Intonaci un canto, o Krishna; le Tue parole sono dolci come il miele.
Parlaci, Signore, e rallegraci.
Condensa tutta l'essenza dei Veda nel suono di Brahma;
il Tuo Flauto vibri di quel messaggio
ed erompa il Suo Suono nell'Universo.

Come cantare? (Swami ripete la seconda parte del canto).
Poi Krishna, in un cespuglio lì vicino, strappò un ramo da una canna di
bambù e ne fece un flauto, con cui eseguì un canto che fece ascoltare
alle
pastorelle. Disse Râdhâ: "Ho vissuto in attesa di questo canto, ed ora
ne
son paga". Pronunciate queste parole, a metà della canzone, lasciò il
corpo.
Da quel dì, Krishna non portò più con sé il flauto.

Allo stesso modo con cui il devoto offre se stesso a Dio, anche Dio
offre Se
stesso al devoto. Yat bhavam, tat bhavati: "Come le emozioni, così i
risultati"; i sentimenti di Dio si adeguano a quelli del devoto. Se
continuate a pensare "O Signore, Signore!", Egli penserà sempre "O
devoti,
devoti!" (applausi). Dio non avrà altri pensieri: se i devoti non
faranno
che pensare a Dio, Egli non farà altro che pensare ai devoti.
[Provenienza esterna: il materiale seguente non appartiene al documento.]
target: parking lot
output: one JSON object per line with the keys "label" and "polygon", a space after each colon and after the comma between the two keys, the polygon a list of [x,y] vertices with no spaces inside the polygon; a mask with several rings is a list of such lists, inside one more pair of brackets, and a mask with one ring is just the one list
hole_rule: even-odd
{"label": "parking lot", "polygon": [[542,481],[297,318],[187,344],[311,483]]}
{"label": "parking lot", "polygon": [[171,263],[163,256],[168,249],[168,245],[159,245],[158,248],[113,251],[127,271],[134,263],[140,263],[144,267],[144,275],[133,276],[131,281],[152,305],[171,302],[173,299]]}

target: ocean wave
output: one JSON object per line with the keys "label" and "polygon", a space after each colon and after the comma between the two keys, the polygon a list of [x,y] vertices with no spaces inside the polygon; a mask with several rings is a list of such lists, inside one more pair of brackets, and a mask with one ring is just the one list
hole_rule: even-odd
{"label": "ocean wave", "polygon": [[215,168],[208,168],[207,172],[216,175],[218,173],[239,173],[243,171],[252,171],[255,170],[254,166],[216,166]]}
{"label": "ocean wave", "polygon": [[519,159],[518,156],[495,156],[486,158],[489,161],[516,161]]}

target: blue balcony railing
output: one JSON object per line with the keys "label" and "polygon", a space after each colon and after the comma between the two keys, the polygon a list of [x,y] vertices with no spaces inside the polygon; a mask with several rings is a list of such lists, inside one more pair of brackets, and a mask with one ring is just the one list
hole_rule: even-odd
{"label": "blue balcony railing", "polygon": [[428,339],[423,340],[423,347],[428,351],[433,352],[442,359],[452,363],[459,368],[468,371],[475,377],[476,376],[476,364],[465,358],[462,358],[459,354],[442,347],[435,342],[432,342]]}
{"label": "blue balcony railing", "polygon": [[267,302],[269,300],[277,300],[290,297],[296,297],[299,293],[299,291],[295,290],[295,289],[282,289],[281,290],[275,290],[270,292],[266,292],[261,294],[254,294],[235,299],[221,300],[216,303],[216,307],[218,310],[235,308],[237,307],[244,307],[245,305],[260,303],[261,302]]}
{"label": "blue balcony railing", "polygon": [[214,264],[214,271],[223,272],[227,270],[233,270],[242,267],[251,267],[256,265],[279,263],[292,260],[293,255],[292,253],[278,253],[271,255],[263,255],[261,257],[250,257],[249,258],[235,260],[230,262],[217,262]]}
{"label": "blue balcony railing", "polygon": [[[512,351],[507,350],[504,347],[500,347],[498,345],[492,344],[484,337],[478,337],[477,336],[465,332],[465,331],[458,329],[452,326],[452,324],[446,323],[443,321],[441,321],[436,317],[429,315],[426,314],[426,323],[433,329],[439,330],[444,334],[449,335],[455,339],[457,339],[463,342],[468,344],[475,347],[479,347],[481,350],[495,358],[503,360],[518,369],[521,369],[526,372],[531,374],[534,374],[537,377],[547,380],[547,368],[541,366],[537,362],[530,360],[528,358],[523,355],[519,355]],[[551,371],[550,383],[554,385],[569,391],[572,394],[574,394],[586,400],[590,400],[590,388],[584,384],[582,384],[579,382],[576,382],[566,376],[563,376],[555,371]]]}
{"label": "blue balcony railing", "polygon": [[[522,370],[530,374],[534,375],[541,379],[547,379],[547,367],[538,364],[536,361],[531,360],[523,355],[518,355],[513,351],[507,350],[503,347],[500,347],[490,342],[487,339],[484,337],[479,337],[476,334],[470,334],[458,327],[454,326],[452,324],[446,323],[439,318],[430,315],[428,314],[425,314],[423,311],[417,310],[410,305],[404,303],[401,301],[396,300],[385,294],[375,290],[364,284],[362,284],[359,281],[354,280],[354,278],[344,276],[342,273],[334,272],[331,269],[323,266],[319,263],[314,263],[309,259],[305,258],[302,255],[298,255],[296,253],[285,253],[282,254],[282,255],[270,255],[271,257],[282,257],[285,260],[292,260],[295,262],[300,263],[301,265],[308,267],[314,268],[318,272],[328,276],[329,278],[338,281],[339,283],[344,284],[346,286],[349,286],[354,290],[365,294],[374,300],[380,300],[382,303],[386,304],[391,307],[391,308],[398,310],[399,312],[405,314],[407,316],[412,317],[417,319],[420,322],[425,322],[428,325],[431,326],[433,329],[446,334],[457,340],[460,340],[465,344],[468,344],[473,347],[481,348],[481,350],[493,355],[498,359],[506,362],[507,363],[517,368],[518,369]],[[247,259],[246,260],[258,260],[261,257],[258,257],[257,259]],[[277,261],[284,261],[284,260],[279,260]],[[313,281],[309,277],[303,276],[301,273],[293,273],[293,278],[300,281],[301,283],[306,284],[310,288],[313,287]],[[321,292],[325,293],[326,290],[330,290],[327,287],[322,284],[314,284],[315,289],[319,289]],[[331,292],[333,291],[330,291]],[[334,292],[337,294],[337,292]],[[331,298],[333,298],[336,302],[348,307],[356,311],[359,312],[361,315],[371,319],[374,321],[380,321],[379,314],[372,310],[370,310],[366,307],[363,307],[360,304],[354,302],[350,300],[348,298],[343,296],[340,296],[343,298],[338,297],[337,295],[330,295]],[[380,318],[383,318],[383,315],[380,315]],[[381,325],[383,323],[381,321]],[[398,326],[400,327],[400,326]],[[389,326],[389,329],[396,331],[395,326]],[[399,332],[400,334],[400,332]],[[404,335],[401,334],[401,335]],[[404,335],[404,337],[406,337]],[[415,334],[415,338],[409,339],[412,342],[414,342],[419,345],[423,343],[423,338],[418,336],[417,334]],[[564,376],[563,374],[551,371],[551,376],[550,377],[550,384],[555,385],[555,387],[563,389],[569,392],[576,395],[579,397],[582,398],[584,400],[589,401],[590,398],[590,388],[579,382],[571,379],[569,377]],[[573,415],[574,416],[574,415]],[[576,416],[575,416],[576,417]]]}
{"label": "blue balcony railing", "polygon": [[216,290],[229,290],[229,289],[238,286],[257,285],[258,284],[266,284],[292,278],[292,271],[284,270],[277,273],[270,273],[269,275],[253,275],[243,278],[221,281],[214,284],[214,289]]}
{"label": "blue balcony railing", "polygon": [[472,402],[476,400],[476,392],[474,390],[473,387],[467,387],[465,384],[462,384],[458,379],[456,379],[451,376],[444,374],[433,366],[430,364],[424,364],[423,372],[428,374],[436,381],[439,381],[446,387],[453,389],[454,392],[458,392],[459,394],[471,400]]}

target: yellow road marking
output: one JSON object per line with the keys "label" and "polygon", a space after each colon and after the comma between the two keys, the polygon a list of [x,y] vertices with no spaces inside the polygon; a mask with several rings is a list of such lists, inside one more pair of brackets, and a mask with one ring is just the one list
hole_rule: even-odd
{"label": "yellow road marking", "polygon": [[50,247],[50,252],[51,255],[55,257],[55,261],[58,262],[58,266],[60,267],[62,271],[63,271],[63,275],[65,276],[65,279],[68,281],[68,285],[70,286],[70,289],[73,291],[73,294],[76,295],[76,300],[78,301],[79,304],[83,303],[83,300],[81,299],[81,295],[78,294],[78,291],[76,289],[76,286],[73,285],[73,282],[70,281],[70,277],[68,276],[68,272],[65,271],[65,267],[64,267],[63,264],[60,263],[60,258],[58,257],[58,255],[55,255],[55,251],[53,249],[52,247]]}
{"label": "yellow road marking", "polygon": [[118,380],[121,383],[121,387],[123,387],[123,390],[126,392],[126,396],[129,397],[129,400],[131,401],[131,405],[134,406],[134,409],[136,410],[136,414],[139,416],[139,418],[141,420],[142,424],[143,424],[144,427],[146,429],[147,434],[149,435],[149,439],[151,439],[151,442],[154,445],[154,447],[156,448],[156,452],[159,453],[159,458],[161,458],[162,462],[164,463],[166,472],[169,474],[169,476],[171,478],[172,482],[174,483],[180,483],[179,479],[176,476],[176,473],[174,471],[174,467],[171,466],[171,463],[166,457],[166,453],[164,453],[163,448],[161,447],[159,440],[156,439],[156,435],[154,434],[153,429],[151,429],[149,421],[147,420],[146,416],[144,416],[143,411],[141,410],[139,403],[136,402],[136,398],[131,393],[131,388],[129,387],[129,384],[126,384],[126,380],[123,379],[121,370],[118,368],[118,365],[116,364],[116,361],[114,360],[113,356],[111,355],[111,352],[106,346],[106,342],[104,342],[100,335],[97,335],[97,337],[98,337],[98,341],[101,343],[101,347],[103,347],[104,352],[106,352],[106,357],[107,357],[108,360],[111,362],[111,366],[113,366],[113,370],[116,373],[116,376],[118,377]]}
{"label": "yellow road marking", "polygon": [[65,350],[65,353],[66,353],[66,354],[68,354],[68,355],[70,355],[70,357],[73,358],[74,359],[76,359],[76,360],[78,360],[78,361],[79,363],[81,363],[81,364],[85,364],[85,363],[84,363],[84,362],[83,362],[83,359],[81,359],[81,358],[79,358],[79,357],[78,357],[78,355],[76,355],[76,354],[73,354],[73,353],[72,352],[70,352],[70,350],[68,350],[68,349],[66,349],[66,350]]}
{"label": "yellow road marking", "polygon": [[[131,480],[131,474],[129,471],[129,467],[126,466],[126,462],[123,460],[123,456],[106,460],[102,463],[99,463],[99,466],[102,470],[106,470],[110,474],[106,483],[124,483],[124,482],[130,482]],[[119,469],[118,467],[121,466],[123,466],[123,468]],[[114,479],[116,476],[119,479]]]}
Quindi,
non è
possibile per nessuno intromettersi tra il devoto e Dio.

I Pândava e Krishna

All'epoca dei Pândava, questo era il tipo di devozione che pervadeva il
mondo intero. Quante difficoltà dovettero sopportare, quante sofferenze
e
umiliazioni dovettero subire! Ma, anche in quei frangenti, non vennero
mai
meno dal ripetere il nome di Krishna. Essi cantavano: "L'unico dolce
per noi
è quel nome; è il nostro unico cibo, la nostra unica sete". E così, a
furia
di ricordare e ricordare, ripetere e ripetere il nome di Krishna,
facendo
penitenze e sacrifici, i Pândava resero santa la loro epoca, sacre le
loro
esistenze.

"Krishna viene per primo nella nostra vita; le relazioni sociali e
l'esercito vengono dopo. Noi Pândava veniamo per ultimi", dicevano i
Pândava, manifestando la loro adorazione per Krishna. Ma i Kaurava non
si
comportavano allo stesso modo. Essi dicevano: "Per prima cosa veniamo
noi;
poi le relazioni con gli altri. Alla fine, Krishna". Ma così, mettendo
Krishna alla fine, decretarono la loro fine! Last, lost.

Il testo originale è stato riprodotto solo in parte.